No presents at Christmas. No chocolate at Easter. It’s the big occasions that feel especially poignant since my mother died almost seven years ago. She’d been married on April 18th, which happened to be Easter Sunday in 1954 and, a devout Christian all her life, she commemorated the birth and death of Jesus with great intensity.
Although I have no religious beliefs, I feel her passing more keenly at Easter. Although Christmas is nothing less than miserable now, I am more tearful at Easter because of my parents’ wedding anniversary and Mum’s death – and the memories I have of Easter as a kid.
I loved it.
We had Good Friday off school and the first task of the day was to walk to “Jean the shop” in the village of Coity, Bridgend, to pick up the freshly baked hot cross buns. They were still warm by the time I got them home and having them for breakfast in place of regular cereal is a treat I remember to this day.
Then there was Easter Sunday and all that chocolate. I recall a year when the mother of Bev, who worked in my mother’s salon, brought me a white rabbit, stuffed to the gills with chocolate bars; my brother had a blue dog with the same. Always we had around eight eggs. I recall the excitement of the brown cellophane bag of brown discs inside the Buttons egg; the first crack of that thick outer rim of an oval chocolate bowl; the wolfing down of the Sunday roast, desperate to enter combat once more with this rare brown, sugary feast. Oh, and the mugs – the added bonus of your very own cup, again, with more chocolate overflowing at the rim.
And afterwards, the stress of Easter Monday – sitting for hours in Bank Holiday traffic and arriving at Southerndown beach just in time to see the last of the tide disappear over the horizon, before heading back home, lucky if we made it in time for News at Ten. It was the journey, not the arrival that counted – or so my parents kept assuring my brother and me, buckets and spades destined to spend another year in the boot of the car.
The church part of Easter I found infinitely depressing: all those hymns about old rugged crosses and bleeding limbs, and Bible tales about Jesus being force fed vinegar.
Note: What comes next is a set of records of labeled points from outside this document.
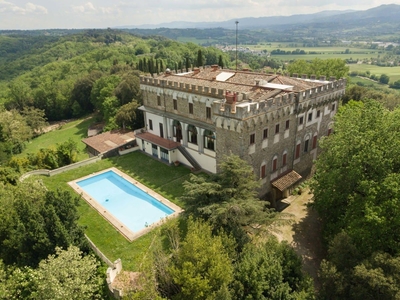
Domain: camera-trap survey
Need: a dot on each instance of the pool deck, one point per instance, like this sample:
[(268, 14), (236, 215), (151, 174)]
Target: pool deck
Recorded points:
[(125, 231)]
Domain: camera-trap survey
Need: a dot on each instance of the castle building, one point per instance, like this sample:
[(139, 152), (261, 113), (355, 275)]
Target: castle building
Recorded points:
[(272, 121)]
It’s actually quite disturbing to a young mind, and even the “joy” of the resurrection story was a little frightening. Dead people coming to life always worried me. I recall the picture of Lazarus in my Children’s Bible, leaping up from his open coffin when Jesus decided to raise him from his rigor mortis; the locals looked more terrified than thrilled.
I also couldn’t help feeling that they must have felt a bit miffed that Jesus had singled out this man; if he could do one, couldn’t he go along to the local graveyard and perform the same trick on everyone else? My theory is that Lazarus wasn’t really dead at all, just in a heavy sleep – like those people today who are pronounced dead and wake up just as the embalmer is rolling up his or her sleeves.
So, I felt the same sense of creepiness and disbelief when Jesus allegedly escaped from his tomb – or “rose from the dead”, if that’s your thing. I was indoctrinated by my Christian background to accept this version of events and I have no problem with anyone who wishes to believe that this momentous event was to save mankind from sin (how’s that working out for you, by the way?).
Now, I think it no less ludicrous than Scientology, although I acknowledge that living one’s life according to the Christian principles of goodness and truth is the best way (leaving aside the bits about crusades and killing everyone who disagrees with you, not to mention the lunatics who think the Bible is one book, it’s a pretty good philosophy).
I just don’t believe that we rise from the dead. I don’t even want to. It’s a nice comforting thought to help humans deal with the fact that our breathing stops (all religions have their version of this), but that doesn’t make it true. I feel joyous in the knowledge that we pass things on while we are living, so many things that influence the lives of future generations; that, to me, is everlasting life, and I take immense pleasure in its simplicity. And, to be honest, there aren’t many people I ever want to see again; I’m done with most of you already, to be honest.
So, with no chocolate, no church, and everyone with plans, it’s going to be another quiet Easter. I confess to crying when I see the Lindt bunnies in shops, warm in their gold foil and red ribbon scarves. Mum bought be one every year when she stopped buying me eggs, as I was never a huge chocolate fan once childhood passed. These days, I can make a Kit Kat last a month.
I’ve managed to avoid bonnets and parades on TV, grateful that I am not caught up amongst the ribbons and bows. I won’t be listening to any services churning out dirges about death, and I won’t even be eating any chocolate.
Nevertheless, a Happy Easter to you all, whatever your beliefs or disbeliefs.
Eat, drink and be merry, for tomorrow we die . . . Or maybe not.